マキ:私は割と、感覚的に見るタイプかもしれません。直感的に「このホテル好きだな」「あんまり居心地良くないな」とか。
具体的に言うと、お手洗いが寝室に近すぎるとちょっとイヤ、どこにでもあるサービスは目新しさがない、アメニティが「どうぞご自由にお取りください」スタイルは微妙、とか……。独自の見る基準があるかもしれないですね。やっぱり、他ではあまり見ないサービスがあるホテルのほうが、漫画にも出しやすいですから。
――『いつかティファニーで朝食を』『吉祥寺だけが住みたい街ですか?』なども含め、マキ先生の描かれるキャラクターはとても親近感がありますよね。キャラクターをつくるときに気をつけていることがあれば教えてください。

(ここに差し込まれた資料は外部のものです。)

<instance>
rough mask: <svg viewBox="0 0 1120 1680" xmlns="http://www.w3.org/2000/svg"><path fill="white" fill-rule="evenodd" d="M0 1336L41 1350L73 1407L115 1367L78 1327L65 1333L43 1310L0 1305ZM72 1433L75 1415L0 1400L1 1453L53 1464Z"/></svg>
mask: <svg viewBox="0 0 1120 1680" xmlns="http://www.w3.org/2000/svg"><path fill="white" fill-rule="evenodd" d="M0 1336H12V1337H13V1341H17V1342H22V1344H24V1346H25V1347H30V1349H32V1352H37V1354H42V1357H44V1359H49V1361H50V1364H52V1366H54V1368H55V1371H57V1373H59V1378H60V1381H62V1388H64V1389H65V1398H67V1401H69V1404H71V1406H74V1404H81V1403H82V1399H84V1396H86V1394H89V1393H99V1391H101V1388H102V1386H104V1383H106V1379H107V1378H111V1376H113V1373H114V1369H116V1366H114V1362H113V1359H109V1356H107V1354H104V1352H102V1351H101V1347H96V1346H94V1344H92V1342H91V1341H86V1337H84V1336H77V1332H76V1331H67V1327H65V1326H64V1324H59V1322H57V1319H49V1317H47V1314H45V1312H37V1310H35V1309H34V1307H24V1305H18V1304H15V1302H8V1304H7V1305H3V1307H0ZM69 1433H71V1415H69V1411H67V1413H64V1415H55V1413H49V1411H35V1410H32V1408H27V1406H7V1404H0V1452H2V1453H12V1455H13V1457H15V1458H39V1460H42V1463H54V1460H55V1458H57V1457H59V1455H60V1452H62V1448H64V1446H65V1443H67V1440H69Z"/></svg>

マキ:『いつかティファニーで朝食を』のときは、明確なモデルがいました。今回の『おひとりさまホテル』では、原案のまろさんを若葉ちゃんというキャラクターのモデルにしているんですが、それ以外のキャラクターは、より多様性を出したいなと。
外国人の女の子、ゲイの男の子など、いろいろな立場の人たちがいろいろな種類のホテルに泊まっていく様を描きたい、と思ったんです。

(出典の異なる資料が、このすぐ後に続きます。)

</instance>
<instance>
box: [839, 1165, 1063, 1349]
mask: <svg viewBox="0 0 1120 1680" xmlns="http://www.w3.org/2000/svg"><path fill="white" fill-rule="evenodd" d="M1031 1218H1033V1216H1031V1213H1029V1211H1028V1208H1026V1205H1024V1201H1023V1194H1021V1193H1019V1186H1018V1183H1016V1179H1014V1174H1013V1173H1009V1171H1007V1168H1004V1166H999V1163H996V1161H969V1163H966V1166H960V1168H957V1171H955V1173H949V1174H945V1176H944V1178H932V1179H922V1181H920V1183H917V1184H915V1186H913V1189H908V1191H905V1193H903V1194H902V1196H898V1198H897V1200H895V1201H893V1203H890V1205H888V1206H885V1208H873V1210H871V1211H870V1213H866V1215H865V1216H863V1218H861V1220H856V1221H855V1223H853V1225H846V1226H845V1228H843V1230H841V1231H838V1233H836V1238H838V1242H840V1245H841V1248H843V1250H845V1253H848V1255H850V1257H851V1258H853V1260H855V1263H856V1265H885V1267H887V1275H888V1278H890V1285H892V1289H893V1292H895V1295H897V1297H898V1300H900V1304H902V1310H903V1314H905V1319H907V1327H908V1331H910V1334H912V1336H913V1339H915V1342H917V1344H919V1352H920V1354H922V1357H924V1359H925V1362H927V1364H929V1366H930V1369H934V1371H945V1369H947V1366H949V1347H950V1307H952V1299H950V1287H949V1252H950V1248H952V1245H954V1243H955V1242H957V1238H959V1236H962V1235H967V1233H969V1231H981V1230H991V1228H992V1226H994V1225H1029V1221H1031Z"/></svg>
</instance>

――『おひとりさまホテル』2巻は、とくに社会的なテーマが盛り込まれているように感じました。漫画を描かれるにあたって、実際にあった話や、友人からのリアルな体験談を盛り込むことも多いそうですが?
マキ:多いですね。友人から、最近あったイヤなことについて聞いているうちに「この子がこんなに頑張ってるのに報われないなんておかしい、ただの一日のように過ぎて終わっていくのはイヤだ」って正義感みたいなものが生まれて。「こういう悲しい感情があったんだよって、誰かに知ってほしい」……そんな気持ちで描いている部分もあります。その子がこの話を読んで、「この感情も無駄じゃなかったんだ」って思ってくれたらいいな、って。